Lauren Ritchie has been privileged to train in house under leading Melbourne Milliner and International Tutor, Louise Macdonald. Lauren's striking styling always has a touch of the dramatic, having made headwear for ABC “Miss Fischer Murder Mysteries” along with stage and opera productions.
What do you love most about Millinery?
I love the process of creating. Traditional couture millinery requires a great amount of hand work and refining of skills. Hats worn for special occasions are put together with an outfit with great thought and care by the wearer, I love the detail and passion that comes through seeing these outfits come together. For theatrical millinery it is wonderful to be part of the team that helps bring the story to life be it on stage or screen.
How did you get into Millinery?
I discovered my passion for Millinery when I attended a short course in Millinery at Riverina Institute of TAFE in Albury during my final year of High School. I moved to Melbourne to complete my tertiary studies completing Bachelor of Applied Science – Fashion Design at RMIT and Certificate II, III & IV in Millinery at Kangan Institute under Paris Kyne, Melissa Jackson and Serena Lindeman.
How you would describe your designs?
Classic with high quality technique while delivering a modern aesthetic.
What is your ideal customer?
With theatrical millinery I really enjoy working with designers that have a clear idea of the concept but respect the expertise of their makers. For fashion millinery I love working with the customer to customise a piece to complete their outfit.
What inspires you?
I am inspired to make interesting pieces to the best of my ability. Making the wearer of the piece feel special and draw the eye to them for the best reason, a wonderful hat.
What has been the largest challenge you face in millinery?
The largest challenge I have faced so far in millinery is defining my position within the industry as to whether I want to focus on theatrical or fashion millinery so am perusing all opportunities as they present themselves. I have worked to expose myself to lots of approaches to hat making and taking them on to influence my own work is an ongoing process.
If you could invite any milliner to tea who would it be?
I have been fortunate to have met many milliners from across the globe. I would love to have tea with Rose Cory. She has taught many wonderful milliners and is the stem of knowledge of my millinery mentors.
What is your favourite material to work with?

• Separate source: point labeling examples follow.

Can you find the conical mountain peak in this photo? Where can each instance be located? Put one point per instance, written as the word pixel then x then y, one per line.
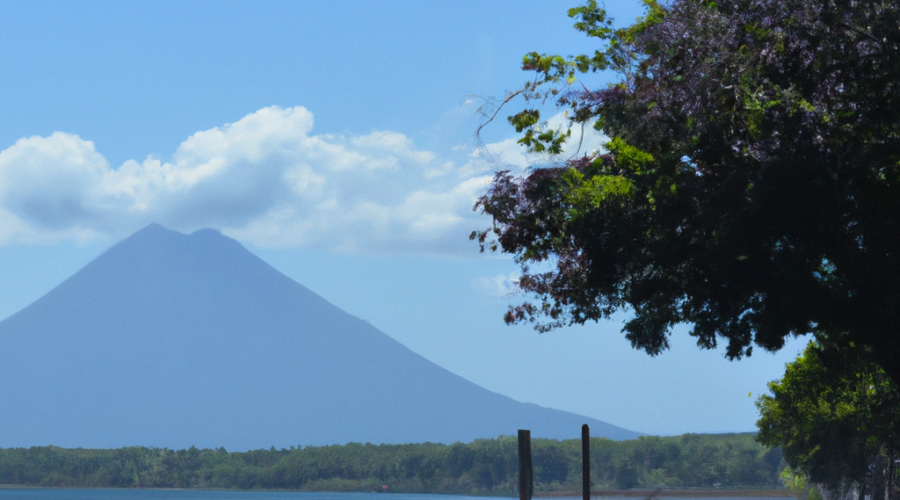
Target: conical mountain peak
pixel 175 340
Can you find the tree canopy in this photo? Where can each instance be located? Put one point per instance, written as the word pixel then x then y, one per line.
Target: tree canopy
pixel 750 187
pixel 836 417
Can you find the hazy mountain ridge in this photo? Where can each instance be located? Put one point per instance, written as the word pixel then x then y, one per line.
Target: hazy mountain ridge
pixel 175 340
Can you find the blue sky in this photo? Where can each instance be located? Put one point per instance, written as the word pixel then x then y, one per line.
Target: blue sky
pixel 334 139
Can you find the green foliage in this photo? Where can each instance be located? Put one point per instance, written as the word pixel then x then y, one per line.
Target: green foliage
pixel 759 142
pixel 483 467
pixel 833 415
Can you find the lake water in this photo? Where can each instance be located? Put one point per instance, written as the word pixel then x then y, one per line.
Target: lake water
pixel 137 494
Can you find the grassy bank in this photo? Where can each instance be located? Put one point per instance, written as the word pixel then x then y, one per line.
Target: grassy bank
pixel 484 467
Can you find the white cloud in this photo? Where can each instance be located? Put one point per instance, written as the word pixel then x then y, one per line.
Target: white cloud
pixel 497 287
pixel 265 179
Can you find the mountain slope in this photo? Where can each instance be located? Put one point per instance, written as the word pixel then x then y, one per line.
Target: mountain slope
pixel 175 340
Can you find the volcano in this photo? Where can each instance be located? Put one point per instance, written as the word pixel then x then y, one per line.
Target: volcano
pixel 174 340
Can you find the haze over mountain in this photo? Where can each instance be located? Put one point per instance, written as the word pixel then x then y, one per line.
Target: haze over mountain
pixel 178 340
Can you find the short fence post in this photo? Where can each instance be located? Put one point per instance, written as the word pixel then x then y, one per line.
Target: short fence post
pixel 585 462
pixel 526 478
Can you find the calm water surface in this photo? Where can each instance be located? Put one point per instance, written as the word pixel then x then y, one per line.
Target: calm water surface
pixel 128 494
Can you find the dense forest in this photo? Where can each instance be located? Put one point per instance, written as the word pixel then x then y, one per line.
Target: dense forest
pixel 484 467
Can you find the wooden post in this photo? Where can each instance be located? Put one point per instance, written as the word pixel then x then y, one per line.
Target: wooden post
pixel 585 462
pixel 526 477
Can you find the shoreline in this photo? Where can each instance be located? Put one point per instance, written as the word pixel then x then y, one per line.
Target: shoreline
pixel 664 493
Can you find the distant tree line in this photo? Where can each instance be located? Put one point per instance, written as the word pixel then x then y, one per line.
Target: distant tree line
pixel 483 467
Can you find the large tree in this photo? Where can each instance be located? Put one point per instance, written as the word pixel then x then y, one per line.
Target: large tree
pixel 836 417
pixel 750 187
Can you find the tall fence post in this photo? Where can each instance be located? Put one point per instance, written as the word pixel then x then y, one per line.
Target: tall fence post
pixel 585 462
pixel 526 477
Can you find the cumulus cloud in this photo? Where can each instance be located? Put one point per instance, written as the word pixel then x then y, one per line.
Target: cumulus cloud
pixel 497 287
pixel 266 179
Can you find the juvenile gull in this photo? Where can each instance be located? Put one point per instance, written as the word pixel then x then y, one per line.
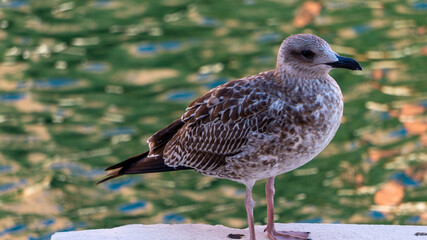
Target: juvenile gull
pixel 256 127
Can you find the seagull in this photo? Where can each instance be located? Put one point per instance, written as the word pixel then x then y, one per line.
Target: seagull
pixel 256 127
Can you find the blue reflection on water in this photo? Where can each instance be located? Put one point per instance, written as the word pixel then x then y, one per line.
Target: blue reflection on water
pixel 130 207
pixel 11 97
pixel 95 67
pixel 13 230
pixel 170 45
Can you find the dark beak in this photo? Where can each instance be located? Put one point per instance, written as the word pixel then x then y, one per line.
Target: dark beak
pixel 344 62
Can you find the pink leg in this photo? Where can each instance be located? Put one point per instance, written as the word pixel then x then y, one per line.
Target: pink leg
pixel 249 203
pixel 271 231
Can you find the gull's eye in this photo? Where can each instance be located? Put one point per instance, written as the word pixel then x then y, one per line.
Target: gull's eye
pixel 307 53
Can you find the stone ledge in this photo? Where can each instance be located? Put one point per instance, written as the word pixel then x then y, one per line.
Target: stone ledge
pixel 209 232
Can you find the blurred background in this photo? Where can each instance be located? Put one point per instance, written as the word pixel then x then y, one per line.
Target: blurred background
pixel 83 84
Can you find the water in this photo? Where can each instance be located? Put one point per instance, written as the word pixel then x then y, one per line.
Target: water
pixel 84 84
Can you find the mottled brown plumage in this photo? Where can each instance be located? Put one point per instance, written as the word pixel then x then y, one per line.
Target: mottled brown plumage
pixel 256 127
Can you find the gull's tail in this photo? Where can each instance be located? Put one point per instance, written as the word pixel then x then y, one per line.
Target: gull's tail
pixel 139 164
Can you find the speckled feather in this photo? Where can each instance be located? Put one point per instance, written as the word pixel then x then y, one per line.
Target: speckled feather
pixel 255 127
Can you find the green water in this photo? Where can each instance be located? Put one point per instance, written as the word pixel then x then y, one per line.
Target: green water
pixel 83 84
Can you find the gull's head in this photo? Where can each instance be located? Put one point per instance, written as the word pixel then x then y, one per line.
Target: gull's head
pixel 307 55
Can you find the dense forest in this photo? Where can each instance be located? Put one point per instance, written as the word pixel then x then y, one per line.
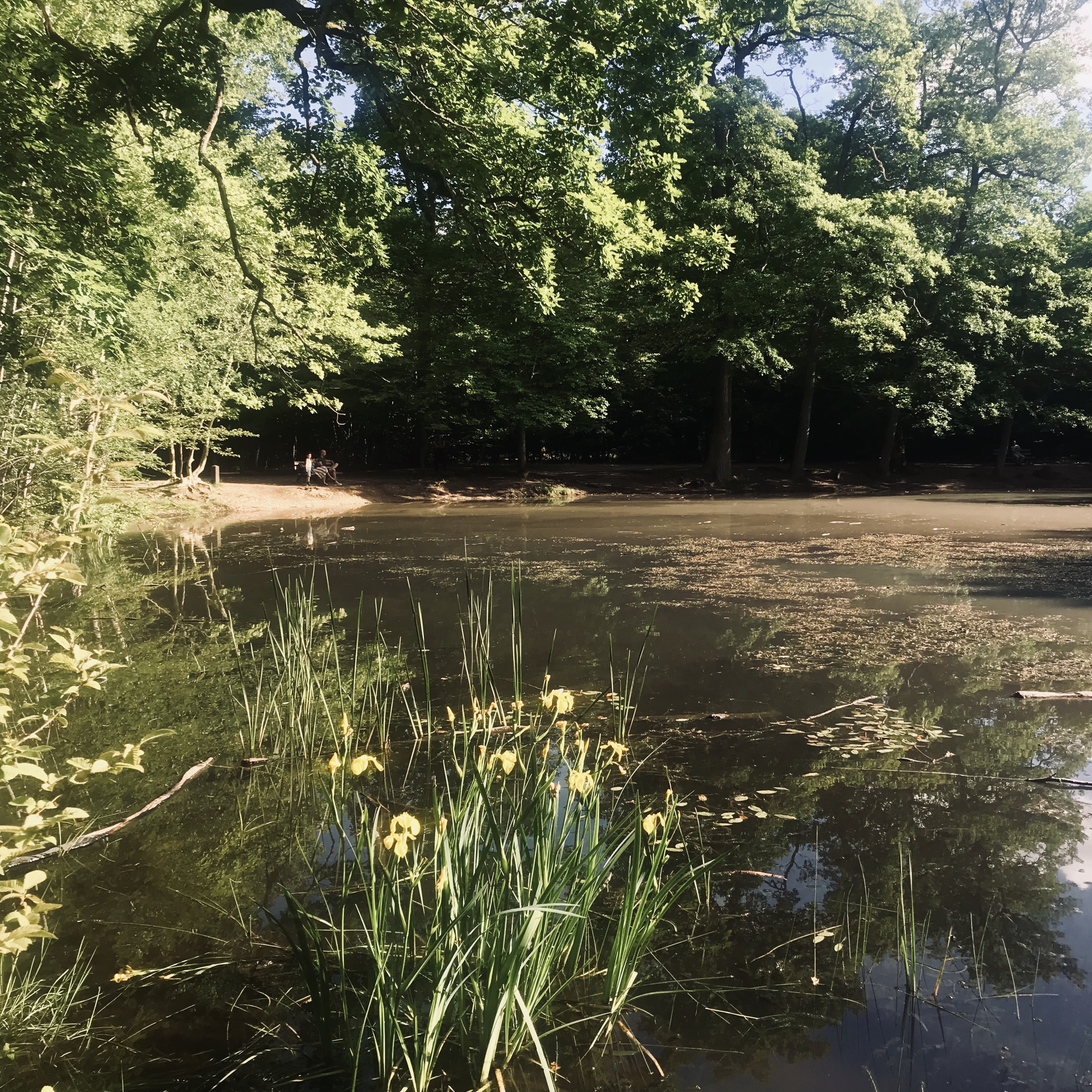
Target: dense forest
pixel 420 233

One of my favourite materials to work with is sinamay as it has the ability to layer and sculpt into many forms.
What’s your best millinery tip?
Expose yourself to as many different leaders in the industry and learn from them. There are many techniques and ways to execute them. It depends on the outcome you are trying to achieve there is generally more than one way to achieve something.
Many milliners around the world are enjoying your podcasts where you interview leading International Milliners. What inspired you to commence this form of communication within the millinery industry?
Millinery.Info was started by Melbourne Milliner, Louise Macdonald many years ago and I started managing the content around 2016. Initially I was writing the articles down from a recording. There were great written publications for the Hat Industry but no audio options, not to mention podcasting which was taking off globally. While Louise and I were working in the studio we would listen to podcasts. I had heard some about art history, fashion and other social commentaries but none discussing Millinery. I realised the draw card was that as we were working with our hands it was a great way to hear about new information without spending more time in-front of a screen. It works well along side my work with Hatlines and The Hat Magazine, as the podcasts of Millinery.Info bring another way of exploring the hat making industry into the workrooms across the globe.